BlackRock & Co sont les actionnaires de contrôle des plus importantes entreprises des mêmes secteurs, c’est-à-dire simultanément des plus importantes banques, des plus importantes sociétés pharmaceutiques, pétrolières, agroalimentaires, automobiles, logistiques, aériennes, de défense et numériques, tant dans l’ensemble de l’Occident capitaliste que dans chacun des plus importants États individuels, comme les États-Unis, l’Allemagne, la France, la Grande-Bretagne et la Suisse.

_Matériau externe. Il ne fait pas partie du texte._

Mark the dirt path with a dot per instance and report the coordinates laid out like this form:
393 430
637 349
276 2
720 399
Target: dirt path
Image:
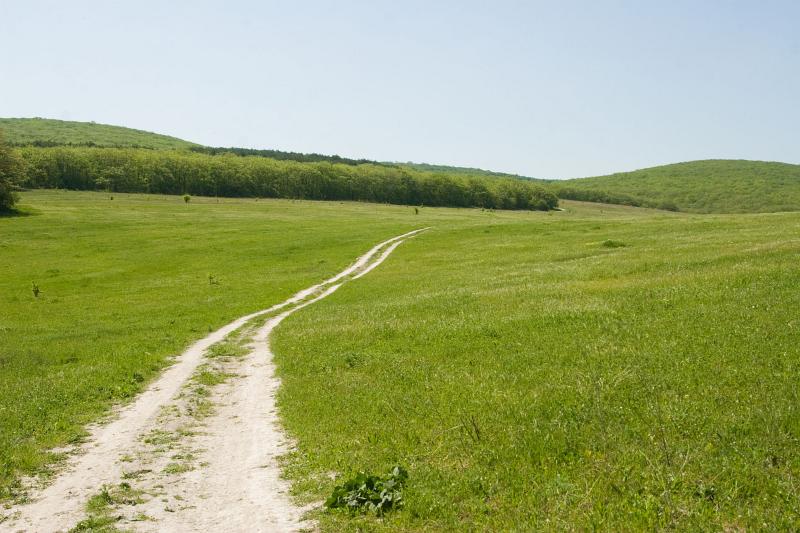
197 450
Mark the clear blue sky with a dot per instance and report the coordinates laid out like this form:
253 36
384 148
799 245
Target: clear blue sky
546 89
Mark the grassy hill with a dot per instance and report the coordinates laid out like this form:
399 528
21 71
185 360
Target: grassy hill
49 132
712 186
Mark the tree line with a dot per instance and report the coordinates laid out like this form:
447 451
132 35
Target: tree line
229 175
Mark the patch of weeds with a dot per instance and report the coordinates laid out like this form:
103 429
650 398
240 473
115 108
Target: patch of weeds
200 408
227 348
368 493
100 501
96 524
209 377
159 437
178 468
136 474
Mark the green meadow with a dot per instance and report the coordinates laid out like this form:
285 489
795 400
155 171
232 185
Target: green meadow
599 367
596 369
125 283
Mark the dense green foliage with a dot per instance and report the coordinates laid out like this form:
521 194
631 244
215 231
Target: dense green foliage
713 186
598 369
10 170
184 172
281 155
49 132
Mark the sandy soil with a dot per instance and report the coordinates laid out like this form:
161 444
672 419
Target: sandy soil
196 458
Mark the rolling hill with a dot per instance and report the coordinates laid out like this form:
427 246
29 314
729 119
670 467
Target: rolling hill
711 186
49 132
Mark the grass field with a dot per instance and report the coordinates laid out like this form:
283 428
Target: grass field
714 186
59 132
601 367
125 283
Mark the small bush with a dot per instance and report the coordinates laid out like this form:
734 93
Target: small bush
366 493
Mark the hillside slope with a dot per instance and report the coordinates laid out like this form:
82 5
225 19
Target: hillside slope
49 132
711 186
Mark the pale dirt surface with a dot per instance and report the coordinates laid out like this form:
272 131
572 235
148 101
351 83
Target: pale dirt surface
215 472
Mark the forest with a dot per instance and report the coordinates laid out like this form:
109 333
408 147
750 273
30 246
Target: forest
229 175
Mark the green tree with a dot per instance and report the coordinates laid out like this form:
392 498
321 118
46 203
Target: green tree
10 170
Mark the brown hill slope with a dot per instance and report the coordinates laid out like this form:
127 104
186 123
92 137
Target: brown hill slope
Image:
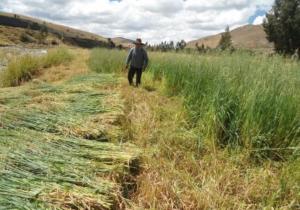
247 37
123 41
68 35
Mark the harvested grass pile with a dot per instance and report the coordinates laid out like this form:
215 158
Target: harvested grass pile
46 160
22 69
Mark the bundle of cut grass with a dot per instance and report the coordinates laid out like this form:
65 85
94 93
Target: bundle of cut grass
45 162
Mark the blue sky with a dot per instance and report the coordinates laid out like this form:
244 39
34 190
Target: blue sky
153 20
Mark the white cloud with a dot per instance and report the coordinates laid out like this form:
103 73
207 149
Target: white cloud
153 20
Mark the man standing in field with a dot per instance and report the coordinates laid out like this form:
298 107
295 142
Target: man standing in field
138 60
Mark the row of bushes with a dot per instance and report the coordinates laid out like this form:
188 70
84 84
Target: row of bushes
23 68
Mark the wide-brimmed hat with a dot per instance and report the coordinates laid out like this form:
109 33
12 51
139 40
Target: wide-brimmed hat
138 41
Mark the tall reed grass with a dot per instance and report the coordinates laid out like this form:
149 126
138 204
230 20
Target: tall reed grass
23 68
236 100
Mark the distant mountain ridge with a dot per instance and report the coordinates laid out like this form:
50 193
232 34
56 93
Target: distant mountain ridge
123 41
69 35
246 37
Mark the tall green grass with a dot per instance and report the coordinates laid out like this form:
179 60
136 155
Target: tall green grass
236 100
23 68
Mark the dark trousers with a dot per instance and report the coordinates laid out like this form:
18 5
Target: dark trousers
132 72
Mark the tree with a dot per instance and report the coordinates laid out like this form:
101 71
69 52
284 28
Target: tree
282 25
225 41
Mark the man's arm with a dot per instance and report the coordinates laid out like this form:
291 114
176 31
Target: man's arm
129 57
146 59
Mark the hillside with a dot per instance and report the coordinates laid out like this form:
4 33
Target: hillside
248 37
13 25
123 41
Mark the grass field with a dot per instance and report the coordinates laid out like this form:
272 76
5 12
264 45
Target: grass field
60 144
235 100
22 69
220 131
216 131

D’une part, cela signifie un nouveau type de formation de monopoles, par exemple lorsque BlackRock, Vanguard, State Street&Co sont dans un même projet, les nouveaux actionnaires principaux sont les grandes banques de Wall Street. En Allemagne ils sont les actionnaires principaux des deux plus grandes banques, à savoir la Deutsche Bank et la Commerzbank. BlackRock & Co représentent une grande partie des actionnaires des 30 sociétés du DAX d’Allemagne, du CAC 40 en France et des 500 sociétés S&P des États-Unis. Ce type de formation de monopoles n’est couvert par aucune loi antitrust dans les pays occidentaux.

Fusions et acquisitions

Les fusions et acquisitions constituent une autre forme de formation de monopole ou d’oligopole. BlackRock & Co peut le faire d’autant plus facilement qu’ils sont en même temps copropriétaires des entreprises les plus importantes du même secteur, tant au niveau national qu’international.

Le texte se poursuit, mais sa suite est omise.